Oscar- winning actress Rachel Weisz plays Lipstadt. Weisz depicts Lipstadt as a strong person who begins to struggle especially when the trial continues over several weeks. Oscar-nominated Tom Wilkinson plays Richard Rampton, Lipstadt’s British Attorney. Among the gifted cast, the stand-out performance is from Timothy Spall as Irving. There is no more vicious villain in any film this year. Of course, it would take a lot to find a character more evil than one who denies that Holocaust ever happened. Spall really deserves an Oscar nomination.
Beyond the performances, there are many other strengths in this film. I often complain about screenplays not explaining what is happening on screen. There is a lot of legal jargon in this film, but I always felt like I understood at least most of their conversations. Occasionally, some things are kept hidden for dramatic effect, but overall, the filmmakers and the screenplay do an excellent job of making all things clear.
I also appreciate that the film includes the reality that there are still people in Britain and sadly in our country as well, who celebrate the atrocities Hitler and the Nazis participated in. The trial presented on screen actually occurred in 2000, but I doubt much has changed in fifteen years.

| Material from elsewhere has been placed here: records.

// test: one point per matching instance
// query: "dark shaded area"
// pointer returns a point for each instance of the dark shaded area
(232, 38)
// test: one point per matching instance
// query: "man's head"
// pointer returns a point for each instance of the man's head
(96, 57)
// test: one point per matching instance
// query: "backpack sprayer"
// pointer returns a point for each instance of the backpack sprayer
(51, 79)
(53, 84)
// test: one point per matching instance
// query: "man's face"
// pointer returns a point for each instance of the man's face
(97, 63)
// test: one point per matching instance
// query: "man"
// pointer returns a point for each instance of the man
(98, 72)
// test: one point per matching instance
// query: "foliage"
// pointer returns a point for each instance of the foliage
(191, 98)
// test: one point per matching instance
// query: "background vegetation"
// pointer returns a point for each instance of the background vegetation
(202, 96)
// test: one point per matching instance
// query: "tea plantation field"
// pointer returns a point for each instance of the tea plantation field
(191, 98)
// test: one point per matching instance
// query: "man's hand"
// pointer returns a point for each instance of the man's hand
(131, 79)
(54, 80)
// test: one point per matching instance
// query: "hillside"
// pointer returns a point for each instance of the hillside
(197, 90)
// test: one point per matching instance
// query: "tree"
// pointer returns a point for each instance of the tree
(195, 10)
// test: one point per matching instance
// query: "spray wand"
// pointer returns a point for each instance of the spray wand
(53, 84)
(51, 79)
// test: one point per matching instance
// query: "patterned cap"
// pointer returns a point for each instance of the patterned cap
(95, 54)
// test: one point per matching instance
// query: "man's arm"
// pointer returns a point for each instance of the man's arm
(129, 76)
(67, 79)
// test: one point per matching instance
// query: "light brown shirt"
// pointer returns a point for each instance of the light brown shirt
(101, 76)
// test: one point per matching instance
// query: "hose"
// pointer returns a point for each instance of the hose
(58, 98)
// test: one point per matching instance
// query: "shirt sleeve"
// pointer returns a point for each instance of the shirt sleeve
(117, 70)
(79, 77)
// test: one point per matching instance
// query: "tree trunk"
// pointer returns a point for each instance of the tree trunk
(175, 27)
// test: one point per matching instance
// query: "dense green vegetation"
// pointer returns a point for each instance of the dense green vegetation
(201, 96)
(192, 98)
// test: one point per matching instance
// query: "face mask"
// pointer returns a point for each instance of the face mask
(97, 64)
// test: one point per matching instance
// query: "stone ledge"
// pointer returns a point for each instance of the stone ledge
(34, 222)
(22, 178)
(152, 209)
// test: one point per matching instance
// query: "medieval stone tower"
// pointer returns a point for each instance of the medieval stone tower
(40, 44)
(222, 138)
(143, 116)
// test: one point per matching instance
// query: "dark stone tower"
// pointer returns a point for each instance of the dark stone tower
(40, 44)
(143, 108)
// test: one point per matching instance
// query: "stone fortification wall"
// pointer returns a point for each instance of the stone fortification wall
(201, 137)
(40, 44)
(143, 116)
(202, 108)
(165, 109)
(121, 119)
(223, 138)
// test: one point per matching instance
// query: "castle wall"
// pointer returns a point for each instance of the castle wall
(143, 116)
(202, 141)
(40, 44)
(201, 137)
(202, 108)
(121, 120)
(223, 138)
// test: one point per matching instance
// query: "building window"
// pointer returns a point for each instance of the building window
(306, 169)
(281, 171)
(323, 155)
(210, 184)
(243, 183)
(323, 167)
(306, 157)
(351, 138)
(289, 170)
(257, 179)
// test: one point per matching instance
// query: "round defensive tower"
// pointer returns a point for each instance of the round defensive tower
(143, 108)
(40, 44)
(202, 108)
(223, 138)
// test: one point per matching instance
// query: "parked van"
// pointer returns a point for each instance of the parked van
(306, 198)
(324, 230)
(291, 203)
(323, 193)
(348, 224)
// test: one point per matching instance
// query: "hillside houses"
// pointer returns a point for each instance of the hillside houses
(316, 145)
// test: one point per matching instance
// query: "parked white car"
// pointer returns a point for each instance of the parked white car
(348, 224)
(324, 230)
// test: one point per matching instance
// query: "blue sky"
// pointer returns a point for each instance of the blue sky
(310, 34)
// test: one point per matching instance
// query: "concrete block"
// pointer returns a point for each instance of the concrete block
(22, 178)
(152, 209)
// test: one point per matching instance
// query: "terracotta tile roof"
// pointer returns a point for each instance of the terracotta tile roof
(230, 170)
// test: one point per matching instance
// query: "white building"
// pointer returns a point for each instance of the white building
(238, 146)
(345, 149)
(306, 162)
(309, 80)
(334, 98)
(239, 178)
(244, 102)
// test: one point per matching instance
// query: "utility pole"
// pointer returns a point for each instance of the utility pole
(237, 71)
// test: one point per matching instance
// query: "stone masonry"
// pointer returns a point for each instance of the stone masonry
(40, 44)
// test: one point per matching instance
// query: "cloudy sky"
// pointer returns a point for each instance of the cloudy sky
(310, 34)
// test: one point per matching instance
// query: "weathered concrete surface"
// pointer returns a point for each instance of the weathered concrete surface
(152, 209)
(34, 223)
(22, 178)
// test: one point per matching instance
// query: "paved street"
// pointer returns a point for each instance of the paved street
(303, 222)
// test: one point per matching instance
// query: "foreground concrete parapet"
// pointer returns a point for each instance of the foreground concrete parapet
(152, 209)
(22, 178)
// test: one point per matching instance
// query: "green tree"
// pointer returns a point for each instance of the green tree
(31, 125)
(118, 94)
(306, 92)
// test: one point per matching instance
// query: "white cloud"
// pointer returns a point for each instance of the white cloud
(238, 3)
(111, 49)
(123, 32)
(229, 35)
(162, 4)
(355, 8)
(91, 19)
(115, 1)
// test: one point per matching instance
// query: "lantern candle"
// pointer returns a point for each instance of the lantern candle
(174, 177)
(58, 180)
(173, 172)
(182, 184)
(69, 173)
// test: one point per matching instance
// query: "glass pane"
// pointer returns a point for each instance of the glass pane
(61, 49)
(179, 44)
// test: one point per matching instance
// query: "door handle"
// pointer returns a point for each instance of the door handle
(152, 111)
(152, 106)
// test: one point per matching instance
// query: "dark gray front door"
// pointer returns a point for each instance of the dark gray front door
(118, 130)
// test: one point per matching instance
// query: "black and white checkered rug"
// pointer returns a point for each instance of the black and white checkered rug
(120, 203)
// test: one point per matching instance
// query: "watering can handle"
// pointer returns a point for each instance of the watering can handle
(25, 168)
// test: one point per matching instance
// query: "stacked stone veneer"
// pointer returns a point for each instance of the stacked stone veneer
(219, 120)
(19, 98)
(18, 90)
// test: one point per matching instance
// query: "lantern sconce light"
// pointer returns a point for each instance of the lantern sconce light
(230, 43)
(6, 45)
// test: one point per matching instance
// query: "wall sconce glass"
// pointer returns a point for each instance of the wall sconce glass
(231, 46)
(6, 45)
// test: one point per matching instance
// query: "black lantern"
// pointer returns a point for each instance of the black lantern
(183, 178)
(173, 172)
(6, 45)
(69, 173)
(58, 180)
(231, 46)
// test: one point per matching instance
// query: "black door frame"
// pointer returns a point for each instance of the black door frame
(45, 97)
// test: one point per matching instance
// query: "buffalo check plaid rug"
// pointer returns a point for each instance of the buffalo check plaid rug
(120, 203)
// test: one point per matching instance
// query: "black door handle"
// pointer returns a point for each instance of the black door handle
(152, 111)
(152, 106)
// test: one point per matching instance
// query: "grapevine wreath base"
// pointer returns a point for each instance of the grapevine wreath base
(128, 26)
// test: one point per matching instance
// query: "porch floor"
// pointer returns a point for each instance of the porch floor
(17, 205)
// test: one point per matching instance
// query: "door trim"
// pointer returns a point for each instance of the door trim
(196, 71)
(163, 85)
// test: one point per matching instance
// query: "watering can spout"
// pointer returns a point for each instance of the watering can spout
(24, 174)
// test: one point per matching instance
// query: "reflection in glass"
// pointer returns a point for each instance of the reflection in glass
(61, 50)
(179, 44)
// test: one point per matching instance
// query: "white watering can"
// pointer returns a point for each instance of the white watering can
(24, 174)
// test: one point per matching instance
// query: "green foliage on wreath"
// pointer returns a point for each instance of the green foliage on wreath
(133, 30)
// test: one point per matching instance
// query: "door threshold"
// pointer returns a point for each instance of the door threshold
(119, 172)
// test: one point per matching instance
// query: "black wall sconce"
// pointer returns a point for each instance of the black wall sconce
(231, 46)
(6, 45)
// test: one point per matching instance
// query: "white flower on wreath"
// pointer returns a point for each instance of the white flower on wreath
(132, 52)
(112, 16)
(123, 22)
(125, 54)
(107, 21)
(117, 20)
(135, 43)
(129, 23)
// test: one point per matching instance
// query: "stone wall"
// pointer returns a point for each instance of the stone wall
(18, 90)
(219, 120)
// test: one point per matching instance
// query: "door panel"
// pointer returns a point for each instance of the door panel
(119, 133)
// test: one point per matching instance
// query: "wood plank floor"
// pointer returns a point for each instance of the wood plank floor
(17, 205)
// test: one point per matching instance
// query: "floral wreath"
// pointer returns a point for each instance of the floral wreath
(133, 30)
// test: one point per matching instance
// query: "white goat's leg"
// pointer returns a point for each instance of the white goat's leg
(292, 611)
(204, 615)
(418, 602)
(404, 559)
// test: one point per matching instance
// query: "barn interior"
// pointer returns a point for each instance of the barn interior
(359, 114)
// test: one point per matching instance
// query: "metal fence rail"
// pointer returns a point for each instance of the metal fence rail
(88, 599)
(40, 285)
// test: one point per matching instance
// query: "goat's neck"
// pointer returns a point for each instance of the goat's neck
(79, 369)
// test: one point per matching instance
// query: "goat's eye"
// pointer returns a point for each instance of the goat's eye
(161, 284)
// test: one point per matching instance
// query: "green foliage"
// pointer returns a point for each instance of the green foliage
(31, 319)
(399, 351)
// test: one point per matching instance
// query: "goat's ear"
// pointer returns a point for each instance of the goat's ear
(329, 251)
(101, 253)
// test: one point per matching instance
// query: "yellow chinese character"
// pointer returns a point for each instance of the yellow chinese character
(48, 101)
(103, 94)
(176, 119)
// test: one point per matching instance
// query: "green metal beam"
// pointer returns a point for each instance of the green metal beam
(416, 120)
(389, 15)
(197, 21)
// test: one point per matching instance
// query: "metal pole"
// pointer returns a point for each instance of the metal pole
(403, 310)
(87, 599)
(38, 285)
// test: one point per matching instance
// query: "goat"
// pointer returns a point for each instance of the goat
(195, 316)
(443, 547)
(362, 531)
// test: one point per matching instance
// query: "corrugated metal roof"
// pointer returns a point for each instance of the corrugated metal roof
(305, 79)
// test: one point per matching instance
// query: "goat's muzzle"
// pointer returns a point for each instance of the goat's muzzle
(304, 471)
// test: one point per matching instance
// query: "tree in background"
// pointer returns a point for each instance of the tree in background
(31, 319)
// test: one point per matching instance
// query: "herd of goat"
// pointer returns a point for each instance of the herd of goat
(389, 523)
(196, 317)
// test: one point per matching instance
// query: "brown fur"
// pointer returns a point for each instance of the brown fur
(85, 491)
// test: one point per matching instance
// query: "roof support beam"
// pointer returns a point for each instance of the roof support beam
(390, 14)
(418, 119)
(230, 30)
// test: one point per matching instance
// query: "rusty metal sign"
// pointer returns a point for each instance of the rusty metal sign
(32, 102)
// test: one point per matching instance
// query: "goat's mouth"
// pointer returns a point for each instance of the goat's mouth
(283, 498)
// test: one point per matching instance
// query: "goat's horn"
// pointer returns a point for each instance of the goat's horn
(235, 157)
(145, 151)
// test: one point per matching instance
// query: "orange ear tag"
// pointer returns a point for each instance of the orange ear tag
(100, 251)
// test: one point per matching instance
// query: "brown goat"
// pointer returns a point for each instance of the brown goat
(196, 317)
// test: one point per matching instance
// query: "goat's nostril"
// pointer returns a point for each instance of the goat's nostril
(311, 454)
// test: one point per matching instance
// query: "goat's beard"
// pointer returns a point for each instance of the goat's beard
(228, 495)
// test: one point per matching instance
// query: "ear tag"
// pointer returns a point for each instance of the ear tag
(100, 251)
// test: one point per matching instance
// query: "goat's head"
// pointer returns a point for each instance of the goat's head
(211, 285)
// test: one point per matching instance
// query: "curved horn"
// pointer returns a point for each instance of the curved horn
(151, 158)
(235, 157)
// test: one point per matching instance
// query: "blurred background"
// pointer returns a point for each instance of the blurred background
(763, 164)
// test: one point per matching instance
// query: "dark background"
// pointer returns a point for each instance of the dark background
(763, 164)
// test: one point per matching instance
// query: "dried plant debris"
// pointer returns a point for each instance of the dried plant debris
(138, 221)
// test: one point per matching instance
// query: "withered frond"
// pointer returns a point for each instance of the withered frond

Hate still exists, and that is one of the most powerful truths of the film.
There are many powerful scenes in the film that stand out. The trip to Auschwitz-Birkenau concentration camp is an emotional event in the film, but I found other moments that created even stronger passions. There is a moment when Lipstadt discovers just how good her lawyer is, which is priceless. If you have ever needed to trust a lawyer, you understand the power of the moment when you realize that you can securely place your case in his hands. That moment in this film is very authentic. There are others, many other strong moments, but that one stands out.
I often write that the best films are about ideas. When I compile my list of the best films of 2016, “Denial” will be on the list. It has strong performances. The story is both frustrating, because of the actions of people filled with hate, and fascinating because the British court system is so different than our own. The film is also outstanding because the screenplay allows for novices to keep up. Then finally, there is one perfect line of dialogue that comes late in the film but sums everything up in a perfect way. It is my favorite line from a 2016 film thus far: “Not all opinions are equal.” What a simple profound truth.
In a world where hate is still often organized, for some persons prejudice is justified, and there are even those who lie and deny, let us not forget, “Not all opinions are equal.”